Wu Zhiyang, Hundsdoerfer Patrick, Schulte Johannes H, Astrahantseff Kathy, Boral Senguel, Schmelz Karin, Eggert Angelika, Klein Oliver
BIH Center for Regenerative Therapies BCRT, Charité-Universitätsmedizin Berlin, 13353 Berlin, Germany.
Department of Pediatric Oncology, Helios Klinikum Berlin-Buch, 13125 Berlin, Germany.
Cancers (Basel). 2021 Jun 25;13(13):3184. doi: 10.3390/cancers13133184.
Risk classification plays a crucial role in clinical management and therapy decisions in children with neuroblastoma. Risk assessment is currently based on patient criteria and molecular factors in single tumor biopsies at diagnosis. Growing evidence of extensive neuroblastoma intratumor heterogeneity drives the need for novel diagnostics to assess molecular profiles more comprehensively in spatial resolution to better predict risk for tumor progression and therapy resistance. We present a pilot study investigating the feasibility and potential of matrix-assisted laser desorption/ionization mass spectrometry imaging (MALDI-MSI) to identify spatial peptide heterogeneity in neuroblastoma tissues of divergent current risk classification: high versus low/intermediate risk.
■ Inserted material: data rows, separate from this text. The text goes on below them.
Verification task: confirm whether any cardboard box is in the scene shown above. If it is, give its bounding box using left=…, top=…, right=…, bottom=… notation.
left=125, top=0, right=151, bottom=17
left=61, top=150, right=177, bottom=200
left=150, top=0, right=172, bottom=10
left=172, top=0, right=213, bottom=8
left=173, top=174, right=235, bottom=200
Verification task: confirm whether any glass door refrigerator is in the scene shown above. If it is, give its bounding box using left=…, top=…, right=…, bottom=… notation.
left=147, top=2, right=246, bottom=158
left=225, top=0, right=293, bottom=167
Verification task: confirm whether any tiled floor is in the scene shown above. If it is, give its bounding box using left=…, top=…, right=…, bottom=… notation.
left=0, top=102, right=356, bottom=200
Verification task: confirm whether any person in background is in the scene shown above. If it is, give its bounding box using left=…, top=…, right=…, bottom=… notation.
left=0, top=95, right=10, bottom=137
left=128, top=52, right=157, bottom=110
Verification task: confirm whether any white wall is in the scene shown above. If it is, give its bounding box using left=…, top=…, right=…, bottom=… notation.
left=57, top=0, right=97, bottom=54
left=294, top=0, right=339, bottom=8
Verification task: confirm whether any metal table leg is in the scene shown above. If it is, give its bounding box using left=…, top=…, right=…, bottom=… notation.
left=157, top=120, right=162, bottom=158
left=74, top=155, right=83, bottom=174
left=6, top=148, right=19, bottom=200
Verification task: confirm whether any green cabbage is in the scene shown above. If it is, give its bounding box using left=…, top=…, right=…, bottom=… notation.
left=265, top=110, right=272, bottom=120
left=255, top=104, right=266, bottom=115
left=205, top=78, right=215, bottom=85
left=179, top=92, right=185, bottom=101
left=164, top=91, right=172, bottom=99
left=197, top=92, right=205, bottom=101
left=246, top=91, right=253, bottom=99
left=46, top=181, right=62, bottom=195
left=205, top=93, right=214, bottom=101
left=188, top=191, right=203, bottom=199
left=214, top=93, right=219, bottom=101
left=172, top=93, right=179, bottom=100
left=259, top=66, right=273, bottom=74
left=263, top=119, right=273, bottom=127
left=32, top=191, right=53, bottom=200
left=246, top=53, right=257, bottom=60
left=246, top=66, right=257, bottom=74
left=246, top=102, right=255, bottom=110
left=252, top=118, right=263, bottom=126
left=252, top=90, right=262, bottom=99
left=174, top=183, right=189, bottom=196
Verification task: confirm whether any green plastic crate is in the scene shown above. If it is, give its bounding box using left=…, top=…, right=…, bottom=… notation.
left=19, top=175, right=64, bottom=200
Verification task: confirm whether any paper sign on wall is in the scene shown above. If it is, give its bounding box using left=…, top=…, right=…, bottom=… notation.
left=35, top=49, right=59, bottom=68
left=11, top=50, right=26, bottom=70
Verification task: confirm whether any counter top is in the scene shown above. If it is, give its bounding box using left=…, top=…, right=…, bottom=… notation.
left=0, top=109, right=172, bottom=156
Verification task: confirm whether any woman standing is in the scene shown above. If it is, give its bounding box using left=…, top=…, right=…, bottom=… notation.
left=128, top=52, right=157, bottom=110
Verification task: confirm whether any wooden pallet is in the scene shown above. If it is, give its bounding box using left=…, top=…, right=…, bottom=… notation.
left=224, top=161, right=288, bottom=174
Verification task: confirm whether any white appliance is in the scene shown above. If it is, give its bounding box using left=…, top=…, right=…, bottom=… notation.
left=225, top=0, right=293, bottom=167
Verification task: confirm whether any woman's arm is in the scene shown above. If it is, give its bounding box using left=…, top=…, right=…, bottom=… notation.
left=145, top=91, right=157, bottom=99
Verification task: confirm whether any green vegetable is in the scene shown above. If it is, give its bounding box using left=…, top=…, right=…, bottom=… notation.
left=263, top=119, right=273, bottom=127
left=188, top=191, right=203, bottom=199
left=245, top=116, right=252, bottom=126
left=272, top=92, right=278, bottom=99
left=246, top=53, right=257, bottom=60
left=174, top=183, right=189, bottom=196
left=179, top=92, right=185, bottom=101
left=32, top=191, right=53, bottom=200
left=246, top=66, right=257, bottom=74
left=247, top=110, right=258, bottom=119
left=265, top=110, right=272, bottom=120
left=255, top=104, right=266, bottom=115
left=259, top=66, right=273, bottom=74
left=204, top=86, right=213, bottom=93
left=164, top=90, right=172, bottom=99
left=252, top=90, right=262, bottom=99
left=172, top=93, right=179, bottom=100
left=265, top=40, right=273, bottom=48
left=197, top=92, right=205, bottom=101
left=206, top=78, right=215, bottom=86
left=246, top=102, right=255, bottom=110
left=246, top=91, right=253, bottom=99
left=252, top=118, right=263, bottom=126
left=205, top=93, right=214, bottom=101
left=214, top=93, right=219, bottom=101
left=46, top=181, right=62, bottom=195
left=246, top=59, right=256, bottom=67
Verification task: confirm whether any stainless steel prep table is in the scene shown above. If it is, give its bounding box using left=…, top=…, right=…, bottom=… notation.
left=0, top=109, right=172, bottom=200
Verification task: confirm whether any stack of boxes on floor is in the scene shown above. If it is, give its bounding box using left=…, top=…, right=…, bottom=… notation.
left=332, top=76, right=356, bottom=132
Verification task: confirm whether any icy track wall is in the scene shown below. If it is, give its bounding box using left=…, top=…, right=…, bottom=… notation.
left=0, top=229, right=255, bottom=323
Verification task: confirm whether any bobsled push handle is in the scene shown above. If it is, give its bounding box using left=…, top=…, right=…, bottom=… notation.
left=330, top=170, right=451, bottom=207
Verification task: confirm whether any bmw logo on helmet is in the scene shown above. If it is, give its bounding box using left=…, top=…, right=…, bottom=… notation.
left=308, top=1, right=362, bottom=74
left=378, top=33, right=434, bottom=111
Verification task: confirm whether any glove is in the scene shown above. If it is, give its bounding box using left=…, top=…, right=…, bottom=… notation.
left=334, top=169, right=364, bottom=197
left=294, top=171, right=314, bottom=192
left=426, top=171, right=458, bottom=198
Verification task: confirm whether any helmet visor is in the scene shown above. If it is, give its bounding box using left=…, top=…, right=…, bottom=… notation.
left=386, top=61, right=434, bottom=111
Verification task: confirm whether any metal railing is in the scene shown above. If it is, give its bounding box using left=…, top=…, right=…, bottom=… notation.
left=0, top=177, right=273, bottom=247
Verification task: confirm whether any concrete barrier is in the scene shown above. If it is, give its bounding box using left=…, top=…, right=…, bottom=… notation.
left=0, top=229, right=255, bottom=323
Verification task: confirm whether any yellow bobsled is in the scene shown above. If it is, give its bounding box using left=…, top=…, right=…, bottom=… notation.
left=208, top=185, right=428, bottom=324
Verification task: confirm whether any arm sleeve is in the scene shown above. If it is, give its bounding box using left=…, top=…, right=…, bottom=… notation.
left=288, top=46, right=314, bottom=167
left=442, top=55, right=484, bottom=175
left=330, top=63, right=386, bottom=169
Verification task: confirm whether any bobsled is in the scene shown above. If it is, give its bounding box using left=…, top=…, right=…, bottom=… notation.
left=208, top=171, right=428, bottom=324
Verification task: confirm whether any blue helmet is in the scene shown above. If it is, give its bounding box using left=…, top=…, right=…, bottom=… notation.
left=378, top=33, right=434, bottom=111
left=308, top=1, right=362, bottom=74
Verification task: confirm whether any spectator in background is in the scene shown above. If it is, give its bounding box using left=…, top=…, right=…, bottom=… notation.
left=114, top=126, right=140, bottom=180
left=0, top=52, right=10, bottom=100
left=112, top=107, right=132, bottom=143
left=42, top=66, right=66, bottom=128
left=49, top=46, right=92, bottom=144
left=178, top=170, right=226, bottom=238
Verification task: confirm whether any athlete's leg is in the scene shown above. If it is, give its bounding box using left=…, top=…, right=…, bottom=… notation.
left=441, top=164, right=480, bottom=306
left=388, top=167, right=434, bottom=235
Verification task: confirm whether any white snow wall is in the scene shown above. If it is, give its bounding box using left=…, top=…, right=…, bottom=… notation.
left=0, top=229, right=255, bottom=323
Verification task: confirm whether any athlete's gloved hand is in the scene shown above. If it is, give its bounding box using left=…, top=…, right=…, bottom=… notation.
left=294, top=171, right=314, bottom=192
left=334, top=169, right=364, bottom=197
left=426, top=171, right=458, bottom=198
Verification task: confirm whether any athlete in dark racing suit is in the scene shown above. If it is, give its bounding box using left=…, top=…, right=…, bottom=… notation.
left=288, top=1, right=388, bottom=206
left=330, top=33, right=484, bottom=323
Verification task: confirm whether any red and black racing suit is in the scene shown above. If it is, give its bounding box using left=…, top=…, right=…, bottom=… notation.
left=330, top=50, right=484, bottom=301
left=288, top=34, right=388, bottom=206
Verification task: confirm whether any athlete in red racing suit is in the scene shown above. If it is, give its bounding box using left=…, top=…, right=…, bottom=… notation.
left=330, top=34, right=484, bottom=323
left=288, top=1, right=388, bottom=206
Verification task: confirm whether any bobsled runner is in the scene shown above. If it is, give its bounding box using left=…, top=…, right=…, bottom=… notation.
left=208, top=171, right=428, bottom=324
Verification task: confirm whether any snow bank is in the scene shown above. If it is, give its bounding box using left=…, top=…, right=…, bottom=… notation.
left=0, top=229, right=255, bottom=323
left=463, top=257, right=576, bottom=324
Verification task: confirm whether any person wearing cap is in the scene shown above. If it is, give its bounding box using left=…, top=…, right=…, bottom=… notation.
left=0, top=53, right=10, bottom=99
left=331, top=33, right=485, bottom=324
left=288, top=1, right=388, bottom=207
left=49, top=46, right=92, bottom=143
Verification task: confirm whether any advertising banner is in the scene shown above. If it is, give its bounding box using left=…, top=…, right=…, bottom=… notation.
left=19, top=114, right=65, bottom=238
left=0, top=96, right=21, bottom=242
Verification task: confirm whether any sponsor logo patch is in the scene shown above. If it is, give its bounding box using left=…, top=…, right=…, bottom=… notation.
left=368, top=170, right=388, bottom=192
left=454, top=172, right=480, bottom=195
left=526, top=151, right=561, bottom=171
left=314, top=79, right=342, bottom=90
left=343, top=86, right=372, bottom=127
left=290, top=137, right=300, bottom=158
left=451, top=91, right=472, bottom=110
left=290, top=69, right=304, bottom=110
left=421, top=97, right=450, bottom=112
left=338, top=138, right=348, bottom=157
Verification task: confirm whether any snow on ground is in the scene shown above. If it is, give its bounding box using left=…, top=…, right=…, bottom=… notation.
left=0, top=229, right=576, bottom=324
Univariate (receiver operating characteristic analysis) and multivariate (segmentation, principal component analysis) statistical strategies identified spatially discriminative risk-associated MALDI-based peptide signatures. The AHNAK nucleoprotein and collapsin response mediator protein 1 (CRMP1) were identified as proteins associated with these peptide signatures, and their differential expression in the neuroblastomas of divergent risk was immunohistochemically validated. This proof-of-concept study demonstrates that MALDI-MSI combined with univariate and multivariate analysis strategies can identify spatially discriminative risk-associated peptide signatures in neuroblastoma tissues. These results suggest a promising new analytical strategy improving risk classification and providing new biological insights into neuroblastoma intratumor heterogeneity.
风险分类在神经母细胞瘤患儿的临床管理和治疗决策中起着至关重要的作用。目前,风险评估基于诊断时单次肿瘤活检的患者标准和分子因素。越来越多的证据表明神经母细胞瘤存在广泛的肿瘤内异质性,这促使人们需要新的诊断方法,以便在空间分辨率上更全面地评估分子谱,从而更好地预测肿瘤进展和治疗耐药的风险。我们开展了一项初步研究,调查基质辅助激光解吸/电离质谱成像(MALDI-MSI)在不同当前风险分类(高风险与低/中风险)的神经母细胞瘤组织中识别空间肽异质性的可行性和潜力。单变量(受试者操作特征分析)和多变量(分割、主成分分析)统计策略确定了基于MALDI的具有空间判别力的风险相关肽特征。AHNAK核蛋白和塌陷反应介导蛋白1(CRMP1)被确定为与这些肽特征相关的蛋白质,并且它们在不同风险的神经母细胞瘤中的差异表达通过免疫组织化学得到了验证。这项概念验证研究表明,MALDI-MSI结合单变量和多变量分析策略能够在神经母细胞瘤组织中识别具有空间判别力的风险相关肽特征。这些结果提示了一种有前景的新分析策略,可改善风险分类并为神经母细胞瘤肿瘤内异质性提供新的生物学见解。